Mental illnesses are a serious concern and can affect anyone and everyone: they do not discriminate. In America, 1-in-5 adults and about 13 percent of children ages eight to 15 suffer from some form of a mental illness.
There are over 200 different types of mental health disorders that doctors know of today and they all affect people differently.
There are the broad categories like mood disorders, anxiety, behavioral disorders, etc. Then those categories narrow down into more specific niches such as ADHD, bipolar, major depressive disorder, schizophrenia, etc.
People are affected by mental illnesses for different reasons, it could just be a biological thing or they could have been a product if their environment or even a combination of the two. Whatever the cause may be there is an obvious lack of knowledge and concern for these individuals.
Millions of people are not getting the treatment they need, even if they could be a danger to themselves or society.
There has always been a negative stigma towards those with mental illnesses, however. “For centuries, the mentally ill have been treated with a combination of fear, disgust, and shame,” a 2007 World Of Health article noted. These people are isolated from friends family and society, like burdens. High school is not much different.
Many high schools do not have enough counselors to serve the number of students on campus. For example, Perry only has seven counselors and one psychologist for about 3,600 students. These staff members, like many others, are stretched to thin and do not have much time to sit down with students and listen to what is happening behind closed doors.
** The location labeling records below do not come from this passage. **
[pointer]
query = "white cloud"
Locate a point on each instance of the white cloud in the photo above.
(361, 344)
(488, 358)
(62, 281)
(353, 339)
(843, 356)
Many teachers, staff members, or adults in general assume most “punk” students are just punks– and sometimes they are– but sometimes they are a kid struggling with a problem that goes beyond algebra or Spanish.
Something has to change and the answer is not arming teachers with guns; rather, arm them with the ability to really make a difference in students lives. Instead of the government somehow funding guns on campus, they need to find a way to financial support equal opportunities for all students.